(5.20) Constructing the map \(g\colon X/A\to X\). The subspace \(A\) is contractible, so there exists a point \(a\in A\) and a homotopy \(h_t\colon A\to A\) such that \(h_0=id_A\) and \(h_1(x)=a\) for all \(x\in A\). Since \(A\subset X\), we can think of this as a homotopy \(h_t\colon A\to X\).

(6.14) Using the HEP for the pair \((X,A)\), we get a homotopy \(H_t\colon X\to X\) such that \(H_0=id_X\) and \((H_t)|_{A}=h_t\). At \(t=1\), \(h_1(A)=\{a\}\) and \((H_1)|_A=h_1\), so \(H_1(A)=\{a\}\).

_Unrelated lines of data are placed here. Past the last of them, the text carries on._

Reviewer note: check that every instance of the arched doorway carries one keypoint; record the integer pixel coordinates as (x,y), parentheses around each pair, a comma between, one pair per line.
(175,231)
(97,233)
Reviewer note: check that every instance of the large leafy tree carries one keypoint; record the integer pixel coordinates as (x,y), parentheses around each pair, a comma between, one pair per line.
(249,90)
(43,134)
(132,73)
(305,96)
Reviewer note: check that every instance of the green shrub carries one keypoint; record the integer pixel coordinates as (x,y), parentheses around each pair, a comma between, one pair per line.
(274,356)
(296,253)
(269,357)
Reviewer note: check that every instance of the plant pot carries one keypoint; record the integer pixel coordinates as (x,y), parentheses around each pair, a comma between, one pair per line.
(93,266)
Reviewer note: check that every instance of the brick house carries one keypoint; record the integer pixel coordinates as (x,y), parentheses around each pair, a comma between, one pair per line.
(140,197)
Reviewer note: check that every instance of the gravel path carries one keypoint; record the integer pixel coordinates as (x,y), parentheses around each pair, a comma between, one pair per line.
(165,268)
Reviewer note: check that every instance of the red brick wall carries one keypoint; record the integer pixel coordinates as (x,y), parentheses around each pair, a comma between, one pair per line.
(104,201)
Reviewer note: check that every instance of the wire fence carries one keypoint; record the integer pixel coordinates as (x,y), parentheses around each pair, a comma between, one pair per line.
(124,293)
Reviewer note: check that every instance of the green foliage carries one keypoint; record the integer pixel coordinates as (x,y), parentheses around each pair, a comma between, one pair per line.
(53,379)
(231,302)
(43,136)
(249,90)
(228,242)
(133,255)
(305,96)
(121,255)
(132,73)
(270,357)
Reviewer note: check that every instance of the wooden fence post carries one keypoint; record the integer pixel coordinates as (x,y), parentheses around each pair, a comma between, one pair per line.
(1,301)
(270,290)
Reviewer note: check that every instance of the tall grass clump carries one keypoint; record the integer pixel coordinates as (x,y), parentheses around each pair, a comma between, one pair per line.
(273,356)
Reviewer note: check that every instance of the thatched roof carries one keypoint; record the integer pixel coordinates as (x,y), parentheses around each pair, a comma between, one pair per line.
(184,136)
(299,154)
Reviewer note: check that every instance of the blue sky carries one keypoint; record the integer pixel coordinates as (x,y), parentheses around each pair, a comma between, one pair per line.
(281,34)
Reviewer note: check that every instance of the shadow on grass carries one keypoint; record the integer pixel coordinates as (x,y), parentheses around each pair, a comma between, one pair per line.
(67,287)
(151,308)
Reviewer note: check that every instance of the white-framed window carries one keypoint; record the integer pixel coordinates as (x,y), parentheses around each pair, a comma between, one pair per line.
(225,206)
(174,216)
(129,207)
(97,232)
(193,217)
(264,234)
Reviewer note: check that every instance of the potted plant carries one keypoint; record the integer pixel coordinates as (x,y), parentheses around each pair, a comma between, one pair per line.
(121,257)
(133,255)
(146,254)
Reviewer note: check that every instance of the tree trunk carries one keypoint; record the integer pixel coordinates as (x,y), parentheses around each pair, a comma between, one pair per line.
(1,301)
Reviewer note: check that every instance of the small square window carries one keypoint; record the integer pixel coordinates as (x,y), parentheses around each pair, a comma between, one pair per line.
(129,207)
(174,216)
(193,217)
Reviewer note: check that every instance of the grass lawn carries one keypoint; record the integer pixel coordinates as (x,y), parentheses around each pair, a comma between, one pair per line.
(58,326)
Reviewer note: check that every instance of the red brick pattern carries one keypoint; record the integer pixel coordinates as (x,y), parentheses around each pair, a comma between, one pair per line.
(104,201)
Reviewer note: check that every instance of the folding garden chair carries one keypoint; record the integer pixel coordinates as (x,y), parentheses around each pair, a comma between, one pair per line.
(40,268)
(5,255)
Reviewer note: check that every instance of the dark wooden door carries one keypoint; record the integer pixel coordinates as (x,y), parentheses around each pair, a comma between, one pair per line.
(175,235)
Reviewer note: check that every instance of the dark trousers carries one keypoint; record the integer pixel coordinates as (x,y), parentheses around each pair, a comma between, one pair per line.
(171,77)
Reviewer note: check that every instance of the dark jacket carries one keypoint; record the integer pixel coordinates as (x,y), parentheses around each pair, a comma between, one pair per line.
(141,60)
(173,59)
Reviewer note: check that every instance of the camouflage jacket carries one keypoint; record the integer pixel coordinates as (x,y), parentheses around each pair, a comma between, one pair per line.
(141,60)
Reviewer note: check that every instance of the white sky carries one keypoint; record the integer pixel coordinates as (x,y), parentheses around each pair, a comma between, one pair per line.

Therefore \(H_1=g\circ q\) for some continuous map \(g\colon X/A\to X\) (in other words, \(H_1\) descends to the quotient).

(7.57) The fact that \(g\) is continuous follows from this section on continuous maps out of a quotient space (continuous maps from \(X/\sim\to Y\) are just continuous maps \(X\to Y\) which descend to the quotient). This map \(g\) is going to be our homotopy inverse for \(q\).

(8.20) The map \(g\) is a homotopy inverse for \(q\). We need to prove:

1. (9.00) \(g\circ q\simeq id_X\): This holds because \(g\circ q=H_1\simeq H_0=id_X\).
2. (9.22) \(q\circ g\simeq id_{X/A}\): Since \((H_t)|_{A}=h_t\), the homotopy \(q\circ H_t\colon X\to X/A\) has the property that \((q\circ H_t)(A)\subset q(h_t(A))\subset q(A)\). Since \(q(A)\) is a single point, this implies that \(q\circ H_t\) factors as \(\bar{H}_t\circ q\) for some continuous map \(\bar{H}_t\colon X/A\to X/A\) (again, using our results on continuous maps out of a quotient space).

   (11.22) We have \(\bar{H}_0=id_{X/A}\) since \(H_0=id_X\). We want to show that \(\bar{H}_1=q\circ g\). We first notice that \[\bar{H}_1\circ q=q\circ H_1=q\circ (g\circ q)=(q\circ g)\circ q,\] which implies \(\bar{H}_1=q\circ g\) if we can cancel the extra \(q\)s on each side of the equation.

   (12.34) We can cancel the \(q\)s because \(q\) is surjective (it's a quotient map) and surjective maps have right-inverses (so can be cancelled from the right).